There are many things that surprise me as I attend
conferences, meet people, and make my way through various cities. First, it is
surprising how many similarities I’ve found across countries that we usually consider
to be very different. I was at a restaurant in an unnamed city that was so
special it could have been a very popular dining destination in New York,
London, Rome, or Hong Kong, but it was in none of those cities. And while the food has been good, the traffic has
been bad and seems to be getting worse in every city around the world; this is
not just a feature of Rome or Washington, DC.
And there are differences that also work in
surprising ways. We refer to countries as “developed” versus “developing” or “emerging,”
of course with the assumption that the developing countries have a host of
problems to solve. One of the things I have started to notice in the supposedly
“developing” countries is that women are often in positions of command. I was
invited to speak at a conference in an “emerging” country where the rector from
one of the oldest and most prestigious universities is a woman and where women
are at the top management levels of financial institutions. In another developing
country where I attended a conference at the beginning of the Fall, the chair
of my session was a very famous journalist and, again, a woman. Developed countries have well-developed
markets, well-developed institutions, and good education systems, yet women are
paid less than men, and finding women in positions of power is often rare if
not impossible. So watch out young
people (young women)!
Another thing I have observed in the “developing”

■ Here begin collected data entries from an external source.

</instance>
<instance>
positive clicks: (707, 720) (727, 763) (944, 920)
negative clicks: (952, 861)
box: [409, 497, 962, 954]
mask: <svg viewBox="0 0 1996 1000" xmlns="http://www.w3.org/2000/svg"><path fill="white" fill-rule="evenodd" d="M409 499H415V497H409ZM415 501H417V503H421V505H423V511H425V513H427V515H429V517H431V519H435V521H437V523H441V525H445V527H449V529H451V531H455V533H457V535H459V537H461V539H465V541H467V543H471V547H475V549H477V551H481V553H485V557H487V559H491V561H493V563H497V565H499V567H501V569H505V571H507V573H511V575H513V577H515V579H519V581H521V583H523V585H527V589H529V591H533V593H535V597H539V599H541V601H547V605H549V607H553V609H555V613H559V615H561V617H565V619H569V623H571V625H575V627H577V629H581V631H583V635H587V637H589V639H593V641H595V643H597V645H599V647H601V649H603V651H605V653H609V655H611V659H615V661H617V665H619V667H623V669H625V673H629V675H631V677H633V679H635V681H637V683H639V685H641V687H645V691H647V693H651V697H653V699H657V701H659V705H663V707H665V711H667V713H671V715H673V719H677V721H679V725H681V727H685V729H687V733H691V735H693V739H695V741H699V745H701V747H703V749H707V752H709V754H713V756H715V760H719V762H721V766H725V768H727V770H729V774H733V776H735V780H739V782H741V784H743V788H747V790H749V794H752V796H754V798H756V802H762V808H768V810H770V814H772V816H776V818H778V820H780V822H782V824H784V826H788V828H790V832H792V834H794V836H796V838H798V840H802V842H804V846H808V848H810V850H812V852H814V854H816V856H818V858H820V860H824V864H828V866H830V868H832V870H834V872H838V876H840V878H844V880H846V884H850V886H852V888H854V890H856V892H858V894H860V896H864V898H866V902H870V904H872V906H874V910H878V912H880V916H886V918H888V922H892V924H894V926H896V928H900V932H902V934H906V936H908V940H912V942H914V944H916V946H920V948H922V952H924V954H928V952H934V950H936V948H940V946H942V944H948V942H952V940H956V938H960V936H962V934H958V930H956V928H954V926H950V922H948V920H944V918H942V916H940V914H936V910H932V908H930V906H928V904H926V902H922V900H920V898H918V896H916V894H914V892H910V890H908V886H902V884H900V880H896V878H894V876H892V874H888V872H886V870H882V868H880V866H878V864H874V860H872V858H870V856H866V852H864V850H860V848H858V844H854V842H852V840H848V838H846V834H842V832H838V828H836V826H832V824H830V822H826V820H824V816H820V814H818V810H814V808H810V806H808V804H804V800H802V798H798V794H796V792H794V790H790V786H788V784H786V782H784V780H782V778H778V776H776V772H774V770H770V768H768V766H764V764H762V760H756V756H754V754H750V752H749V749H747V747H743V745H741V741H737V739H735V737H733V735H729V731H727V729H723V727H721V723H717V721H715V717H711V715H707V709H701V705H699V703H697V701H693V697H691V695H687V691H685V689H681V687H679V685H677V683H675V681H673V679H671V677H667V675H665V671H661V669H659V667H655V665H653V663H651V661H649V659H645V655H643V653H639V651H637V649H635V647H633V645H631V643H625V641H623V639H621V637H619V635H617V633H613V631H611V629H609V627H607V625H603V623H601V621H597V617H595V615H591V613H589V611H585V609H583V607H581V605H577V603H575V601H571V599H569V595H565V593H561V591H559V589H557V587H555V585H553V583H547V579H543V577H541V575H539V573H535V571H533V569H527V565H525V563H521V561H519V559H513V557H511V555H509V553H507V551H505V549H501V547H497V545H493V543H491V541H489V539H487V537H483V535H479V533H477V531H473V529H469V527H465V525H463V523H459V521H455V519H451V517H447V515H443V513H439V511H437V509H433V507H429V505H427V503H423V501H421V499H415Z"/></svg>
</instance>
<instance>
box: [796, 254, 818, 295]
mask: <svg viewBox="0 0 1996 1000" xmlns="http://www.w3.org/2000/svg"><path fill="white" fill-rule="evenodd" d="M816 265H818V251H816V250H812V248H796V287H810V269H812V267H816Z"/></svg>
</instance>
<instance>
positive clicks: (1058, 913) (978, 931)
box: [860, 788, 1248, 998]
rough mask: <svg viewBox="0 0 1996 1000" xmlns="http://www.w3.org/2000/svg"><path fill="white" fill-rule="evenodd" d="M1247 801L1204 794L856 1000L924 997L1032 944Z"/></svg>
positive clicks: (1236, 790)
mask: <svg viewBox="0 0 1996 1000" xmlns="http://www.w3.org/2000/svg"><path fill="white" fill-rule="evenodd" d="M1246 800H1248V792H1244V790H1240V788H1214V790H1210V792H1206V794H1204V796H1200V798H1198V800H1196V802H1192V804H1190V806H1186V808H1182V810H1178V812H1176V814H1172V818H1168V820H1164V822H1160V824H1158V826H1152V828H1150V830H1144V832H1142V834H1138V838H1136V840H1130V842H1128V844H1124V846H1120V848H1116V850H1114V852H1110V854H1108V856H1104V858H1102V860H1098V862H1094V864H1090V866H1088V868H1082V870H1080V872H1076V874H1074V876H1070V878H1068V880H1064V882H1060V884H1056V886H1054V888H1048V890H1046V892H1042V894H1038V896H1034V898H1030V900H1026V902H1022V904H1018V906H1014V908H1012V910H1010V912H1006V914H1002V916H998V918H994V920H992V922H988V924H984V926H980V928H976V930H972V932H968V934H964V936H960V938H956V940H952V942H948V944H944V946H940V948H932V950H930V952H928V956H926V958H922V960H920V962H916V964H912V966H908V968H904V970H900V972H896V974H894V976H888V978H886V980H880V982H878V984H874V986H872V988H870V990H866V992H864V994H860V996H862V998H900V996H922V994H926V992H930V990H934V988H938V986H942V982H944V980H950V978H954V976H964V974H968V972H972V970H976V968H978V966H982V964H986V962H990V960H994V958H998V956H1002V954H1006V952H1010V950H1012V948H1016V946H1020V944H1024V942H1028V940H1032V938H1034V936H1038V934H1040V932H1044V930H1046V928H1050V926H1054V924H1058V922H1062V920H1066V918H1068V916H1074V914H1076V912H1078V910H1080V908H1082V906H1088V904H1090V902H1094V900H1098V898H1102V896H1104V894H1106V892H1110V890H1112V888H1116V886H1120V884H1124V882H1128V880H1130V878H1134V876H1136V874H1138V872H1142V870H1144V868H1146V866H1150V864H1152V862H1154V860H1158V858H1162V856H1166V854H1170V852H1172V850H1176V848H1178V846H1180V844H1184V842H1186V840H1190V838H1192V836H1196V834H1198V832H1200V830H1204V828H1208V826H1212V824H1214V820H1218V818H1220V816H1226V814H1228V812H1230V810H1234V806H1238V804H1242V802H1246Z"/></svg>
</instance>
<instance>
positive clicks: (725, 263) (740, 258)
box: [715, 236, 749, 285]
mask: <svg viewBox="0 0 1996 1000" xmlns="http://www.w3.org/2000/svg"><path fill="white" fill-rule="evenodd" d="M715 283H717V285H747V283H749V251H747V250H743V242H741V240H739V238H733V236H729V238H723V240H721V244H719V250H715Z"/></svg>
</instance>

countries is that young people get good jobs. It is not unusual to see
directors and managers who are under 30 or 40 year old, and I did not get the
impression that they were considered inexperienced or less competent because of
their age. In many developed countries, the unemployment rate among the young
is so high that I am not sure why we do not consider it a crisis. In my native
Italy, if you leave your parents’ home before age 30 or 40, you are considered an
adventurous person who does not understand what a jungle it is out there.
I think we may want to change our terminology: we
may want to refer to market economies as either “mature” or “young” because the
lines between developed and developing countries are starting to be very
blurred and there is not always such strong evidence of progress—as the term
“developed” seems to imply—on how women and young people are faring in some of
these supposedly developed countries.